Caso Brunno Matos

Polícia Civil realiza reconstituição do caso do advogado Brunno Matos

Vigia novamente confirmou a autoria do golpe que atingiu Kelvin Shiyangue.
Imirante com informações da Assessoria SSP19/11/2014 às 15h22

SÃO LUÍS - Foi realizada, na madrugada desta quarta-feira (19), a reconstituição do crime que resultou na morte do advogado Brunno Matos, em outubro, no bairro do Olho d’Água, a capital maranhense.

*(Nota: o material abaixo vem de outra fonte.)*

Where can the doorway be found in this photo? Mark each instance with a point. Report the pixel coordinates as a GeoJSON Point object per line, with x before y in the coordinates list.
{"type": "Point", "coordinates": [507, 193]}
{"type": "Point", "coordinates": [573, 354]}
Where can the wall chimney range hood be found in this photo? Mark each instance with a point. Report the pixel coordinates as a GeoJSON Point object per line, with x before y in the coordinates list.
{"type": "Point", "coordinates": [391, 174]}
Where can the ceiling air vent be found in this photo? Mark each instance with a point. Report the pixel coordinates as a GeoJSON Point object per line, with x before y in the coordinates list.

O primeiro a reproduzir sua versão dos fatos da noite do crime foi Alexandre Soares, irmão do advogado Brunno Matos que, também, sofreu um golpe de faca no abdômen. Em seguida, foi a vez dos acusados, Carlos Humberto Marão, e o vigilante do local João José Nascimento Gomes. Marão negou ter fetuado golpes contra as vítimas. O vigia novamente confirmou a autoria do golpe que atingiu as costas da vítima Kelvin Shiyangue que, também, foi ouvido no local

Wesley Carvalho e Kelvin Shiyangue, testemunha e vítima, respectivamente, também foram ouvidos. Encerrando a simulação, Diego Polary, o terceiro indiciado, voltou a negar que estava presente na cena do crime, fato que é contestado por duas das vítimas. Alexandre aponta ainda ter sido Diego o responsável pelo golpe que o acertou. Foram quase cinco horas de trabalho para que toda a cena de reconstituição do crime fosse finalizada.

A arma do crime, que pertence ao vigia, está sendo periciada para identificação de DNA. Foram feitos ainda exames nas lesões das vítimas e corpo de delito, todos já encaminhados para a delegacia.

De acordo com o diretor do Icrim, Carlos Henrique Roxo, apenas a identidade do autor do golpe que vitimou o advogado Brunno Matos ainda está pendente.

O delegado Jeffrey Furtado, titular da Delegacia de Homicídios, destacou a importância da reconstituição da cena do crime para finalizar as investigações. “Após a reprodução simulada é possível saber o que não está encaixando e o que estava faltando no caso. É uma das últimas peças de análises da investigação”, explicou. Segundo ele, até o final da semana já deve ser encaminhado os autos à justiça.